Cody: The storage model is interesting too. They store vector embeddings as properties on specific nodes — like a RiskEvent node would have both its graph relationships and its vector embedding. So you're not maintaining two separate systems that might drift out of sync.
Justy: Oh, that's smart. I was assuming they'd have the vector DB and the graph side by side and have to reconcile them somehow.
Cody: No, and that's actually the detail that makes this feel production-viable to me. Dual systems that have to stay consistent is a nightmare. Embeddings as node properties keeps it single-source.
Justy: The reference implementation uses Python, Neo4j, and OpenAI. Cypher queries for the graph traversal part.
Cody: Which is fine for a reference but I do wonder about scale.
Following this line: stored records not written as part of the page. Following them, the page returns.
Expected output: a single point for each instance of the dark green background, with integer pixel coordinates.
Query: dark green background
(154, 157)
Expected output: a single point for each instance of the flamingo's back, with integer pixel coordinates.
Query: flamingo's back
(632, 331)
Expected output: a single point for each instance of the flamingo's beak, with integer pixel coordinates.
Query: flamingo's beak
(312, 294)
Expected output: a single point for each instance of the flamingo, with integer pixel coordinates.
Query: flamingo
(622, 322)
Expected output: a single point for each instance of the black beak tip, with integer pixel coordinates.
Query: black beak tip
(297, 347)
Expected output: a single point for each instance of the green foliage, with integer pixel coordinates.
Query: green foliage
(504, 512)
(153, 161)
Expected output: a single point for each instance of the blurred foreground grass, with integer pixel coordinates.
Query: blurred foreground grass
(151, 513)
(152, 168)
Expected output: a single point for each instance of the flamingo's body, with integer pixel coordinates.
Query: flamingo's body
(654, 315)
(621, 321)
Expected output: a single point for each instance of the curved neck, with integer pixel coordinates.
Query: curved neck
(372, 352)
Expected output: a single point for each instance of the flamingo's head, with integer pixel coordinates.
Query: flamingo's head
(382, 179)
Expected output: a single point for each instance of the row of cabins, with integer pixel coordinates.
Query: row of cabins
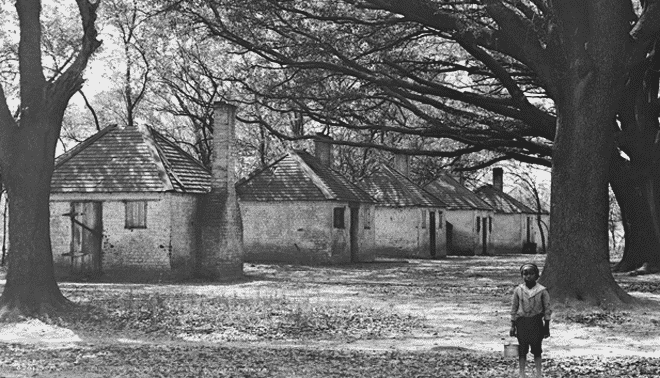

Neo4j's community edition has limits, and once you're talking enterprise supply chain data the graph gets big fast. The hybrid query — vector scan plus traversal — could get expensive if your entry points are noisy and you're traversing huge subgraphs.
Justy: Right.
Justy: But I think the pattern is still sound even if the implementation needs work. The insight that structure has to come in at ingestion, not be reconstructed later — that's the Meta lesson and it's a good one. I've seen so many teams try to do the reconstruction thing and it's always a mess.
Cody: Agreed. That's probably the most broadly applicable takeaway even if you never touch a graph database. If your data has structure, preserve it early. Don't flatten everything and hope you can piece it back together.
Justy: Alright Cody, I'll let you get back to your DAG. Thanks for walking through this one with me.
Cody: Anytime. The garbage disposal thanks you too.